その人の前を通るときに私がした咳払いが、その人をバカにするために向けられたものだと思ったらしい。

 リアルで私を知っている人はわかると思うが、私は咳払いのクセがある。当然誰かに向けてするものではない。誤解させてしまったのは申し訳ないので説明しようとしたその時、

「この差別主義者ー!差別主義者ー!差別主義者ー!」

とその人が連呼し出した。

私がいくら「あなたに向けてした咳払いじゃないですよ」と言っても、

「人を選んでやってるんだろ?そういうの差別って言うんだよ!この差別主義者ー!」としゃべり続ける。

その場から去ろうとしたがバイクでついてくるので、「自分は咳払いのクセがあって・・・」とさらに説明しようとするが、

「高校生にも言ってるけどよ、わかりやすいんだよ。人を差別して楽しいのか?差別は楽しいのか?」と、全く会話が通じない。

生徒にもこんな絡み方をしているのかと思った途端、私もヒートアップしてしまい、「いいかげんにしてください!こちらはあなたのことなんか視界にも入っていませんでしたよ!」と大声を出した。

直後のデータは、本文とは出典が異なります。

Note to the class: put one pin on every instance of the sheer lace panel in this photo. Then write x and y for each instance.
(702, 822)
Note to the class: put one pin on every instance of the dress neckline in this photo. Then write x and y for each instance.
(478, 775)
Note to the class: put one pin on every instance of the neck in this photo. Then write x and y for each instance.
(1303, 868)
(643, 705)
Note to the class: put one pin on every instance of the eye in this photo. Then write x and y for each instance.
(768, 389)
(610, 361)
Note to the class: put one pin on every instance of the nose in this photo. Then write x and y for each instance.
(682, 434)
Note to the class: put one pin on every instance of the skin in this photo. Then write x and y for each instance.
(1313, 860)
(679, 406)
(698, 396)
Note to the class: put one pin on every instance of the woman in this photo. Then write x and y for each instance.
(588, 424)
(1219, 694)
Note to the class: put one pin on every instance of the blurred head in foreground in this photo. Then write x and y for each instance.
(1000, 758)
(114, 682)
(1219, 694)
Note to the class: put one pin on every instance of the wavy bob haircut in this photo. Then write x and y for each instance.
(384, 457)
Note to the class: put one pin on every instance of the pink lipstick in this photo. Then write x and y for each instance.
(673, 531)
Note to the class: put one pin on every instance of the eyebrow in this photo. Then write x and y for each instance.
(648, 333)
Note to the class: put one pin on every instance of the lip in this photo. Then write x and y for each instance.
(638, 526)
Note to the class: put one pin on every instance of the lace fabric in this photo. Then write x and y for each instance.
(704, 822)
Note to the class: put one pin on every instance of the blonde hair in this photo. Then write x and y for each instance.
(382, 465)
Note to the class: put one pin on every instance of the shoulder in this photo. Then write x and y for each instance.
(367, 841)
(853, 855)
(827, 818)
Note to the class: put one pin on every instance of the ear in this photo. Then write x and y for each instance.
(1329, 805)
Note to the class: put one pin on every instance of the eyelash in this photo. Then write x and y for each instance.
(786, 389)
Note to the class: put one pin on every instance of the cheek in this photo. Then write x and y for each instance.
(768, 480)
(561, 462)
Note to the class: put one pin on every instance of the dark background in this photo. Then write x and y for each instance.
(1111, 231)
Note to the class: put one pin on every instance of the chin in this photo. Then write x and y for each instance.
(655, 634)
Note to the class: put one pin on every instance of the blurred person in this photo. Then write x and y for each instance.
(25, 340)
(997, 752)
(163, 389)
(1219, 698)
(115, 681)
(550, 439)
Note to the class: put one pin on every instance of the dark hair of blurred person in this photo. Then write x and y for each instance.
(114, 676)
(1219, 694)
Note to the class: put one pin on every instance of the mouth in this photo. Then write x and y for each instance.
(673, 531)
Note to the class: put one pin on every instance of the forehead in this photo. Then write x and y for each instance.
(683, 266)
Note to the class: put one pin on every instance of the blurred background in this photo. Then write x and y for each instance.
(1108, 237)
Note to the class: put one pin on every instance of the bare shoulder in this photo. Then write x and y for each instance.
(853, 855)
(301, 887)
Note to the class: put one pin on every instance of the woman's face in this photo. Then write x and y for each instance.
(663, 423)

その瞬間、私の心は急速に萎えて、それ以上何も言えなくなってしまった。

必死に誤解を解こう、正当性を認めてもらおうとしている自分に気づいてしまったからだ。

なぜ、誤解をされている相手に喧嘩腰で対応してしまったのか。

あるいは適当に受け流すことができなかったのか。

なぜ穏やかに、時間をかけて対話できなかったのか。その日は仕事も休みで時間なら十分にあったはずだ。

その答えは明白だった。

会話が成り立たない赤の他人からでさえ、差別主義者と誤解される不快感に、私は耐えられなかったのだ。

生徒には常々、「安心、安全、快適ばかり追求してはいけない。不安、危険、不快を受け入れるところに自由がある」と言っている。

しかし安心、安全、快適にどっぷり浸かっていたのは自分だった。

 世の中の多くの人が出勤する時間に出勤し、教員という同じ職業の人たちと働き、高校生という若さ溢れる人たちと関わり、ほぼ定時で上がり、こどもを迎えに行く毎日が当たり前になっていた。

自分が今いる領域は本当に恵まれている。そしてそこから外れている人はいつでもどこにでもいる。そういう人たちが生きやすくなる世の中にするにはどうしたら良いのか。

そんなことをいつも考えているつもりだった。でも私は自分の発した言葉の通り、そういう人を「視界に入れない」ようにしていたのだ。

おっさん、ごめん。今度見かけたらわざと咳払いするよ。だからまたブチ切れて追いかけてきてよ。

今度は道端じゃなくてさ、近くの公園でじっくり話そう。